Auteur : Philippe Mouron, maître de conférences HDR en droit privé, directeur du master droit des médias électroniques, Université d’Aix-Marseille

Relecteur : Jean-Paul Markus, professeur de droit public, Université Paris-Saclay

Secrétariat de rédaction : Guillaume Baticle

C’est à l’ARCOM qu’il revient de décider qui entre dans la catégorie des personnalités dont le temps de parole doit être décompté pour vérifier le respect du pluralisme. Appartiennent à cette catégorie les chefs de partis, les candidats, mais aussi leurs « soutiens ». Or Philippe De Villiers soutient Eric Zemmour. Daniel Cohn-Bendit a été sorti de cette catégorie, mais pourrait très bien y retourner s’il se mettait à soutenir une liste aux élections européennes.

L’ARCOM a décidé de décompter le temps de parole de Philippe de Villiers dans le cadre des prochaines élections européennes. 

Bien que retiré de la vie politique, l’ex-élu vendéen intervient comme chroniqueur tous les vendredis sur la chaîne CNews. La décision intervient dans le contexte des polémiques faisant suite à la décision du Conseil d’État ayant enjoint à l’autorité de régulation des médias audiovisuels de réévaluer l’appréciation du pluralisme politique dans les programmes de la chaîne. Pourtant, certains ont pu s’émouvoir du traitement différencié dont bénéficient d’autres personnalités politiques, telles que Daniel Cohn-Bendit, qui sont pourtant dans la même situation que Philippe de Villiers. 

L’ARCOM fait-elle donc du “deux poids, deux mesures” ? 

Le relevé des temps de parole hors période électorale

Assurer le respect du pluralisme dans les services de télévision et de radio constitue l’une des missions dévolues à l’ARCOM par l’article 3-1 de la loi du 30 septembre 1986. Ce respect est d’abord apprécié de façon générale, c’est-à-dire hors période électorale. 

L’ARCOM en a précisé la portée dans une délibération du 4 novembre 2017, affirmant que les partis et groupements politiques exprimant les grandes orientations de la vie politique nationale doivent bénéficier d’un temps d’intervention équitable en fonction de leur représentativité, notamment à l’aune des résultats électoraux, du nombre d’élus et des indications des sondages d’opinion. Pour rendre effectif ce dispositif, l’article 13 de la loi de 1986 impose aux éditeurs de transmettre à l’ARCOM les relevés des temps d’intervention de personnalités politiques dans les bulletins d’informations et autres programmes ayant trait à l’actualité politique.

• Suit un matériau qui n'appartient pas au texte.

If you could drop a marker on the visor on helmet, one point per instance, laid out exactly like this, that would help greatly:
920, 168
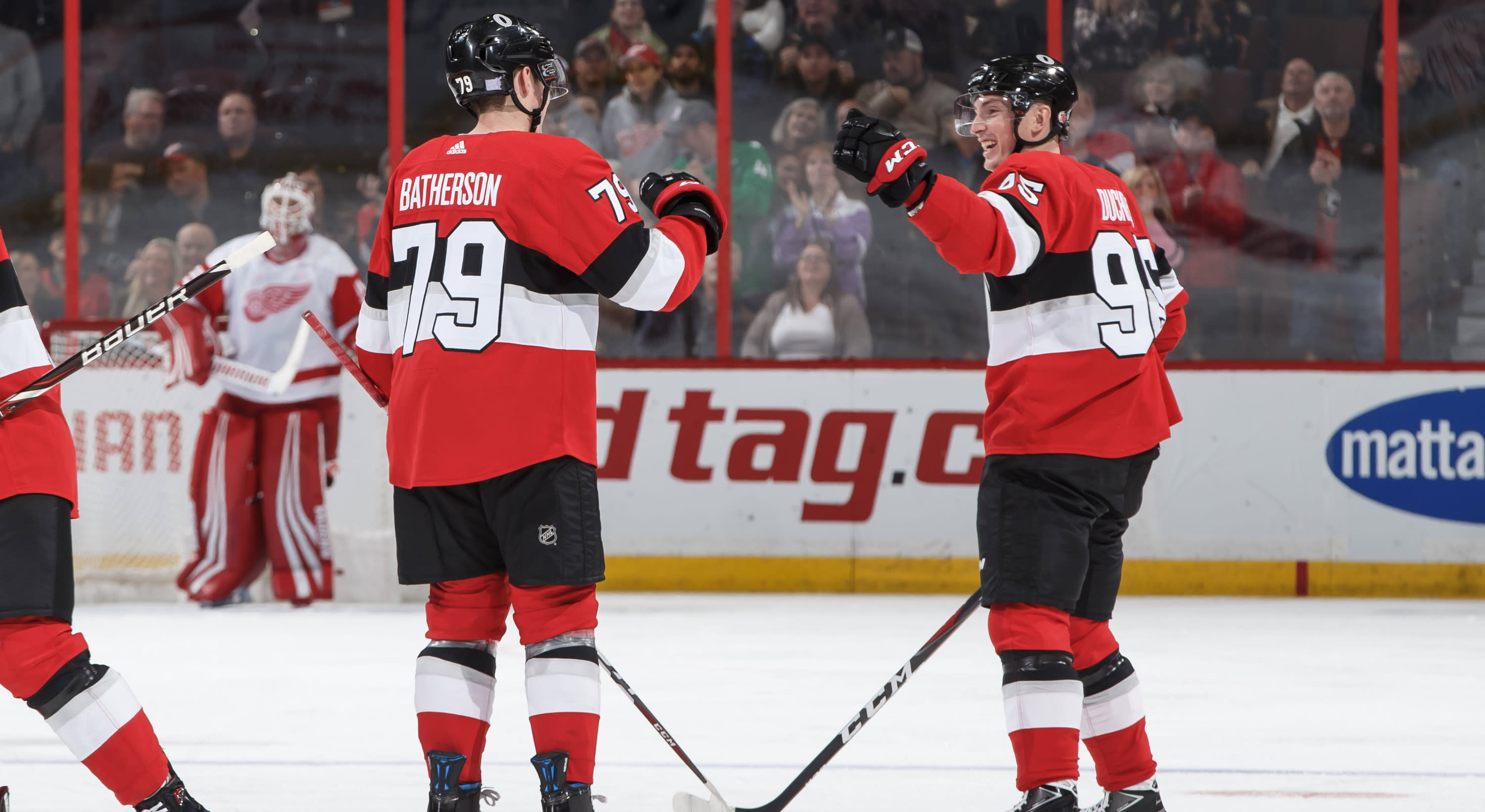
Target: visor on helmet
967, 109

Ces relevés, qui sont rendus publics chaque mois, sont également transmis aux présidents de l’Assemblée nationale et du Sénat ainsi qu’aux responsables des différents partis politiques qui y sont représentés. 

C’est à propos de cette exigence de pluralisme hors période électorale que le Conseil d’État a jugé que l’ARCOM devait aller au-delà de l’appréciation purement mathématique du temps d’intervention des personnalités politiques, et prendre en compte l’ensemble des programmes et des intervenants (donc aussi les chroniqueurs). 

Le relevé des temps de parole pendant les périodes électorales

Le respect du pluralisme politique dans les services de radio et de télévision fait l’objet de dispositions spéciales pour les périodes électorales. L’article 16 de la loi du 30 septembre 1986 charge ainsi l’ARCOM d’émettre des recommandations sur les règles applicables pendant les campagnes électorales. Pour ce faire, elle a adopté une délibération générale le 4 janvier 2011, qui est complétée de recommandations propres à chaque campagne. 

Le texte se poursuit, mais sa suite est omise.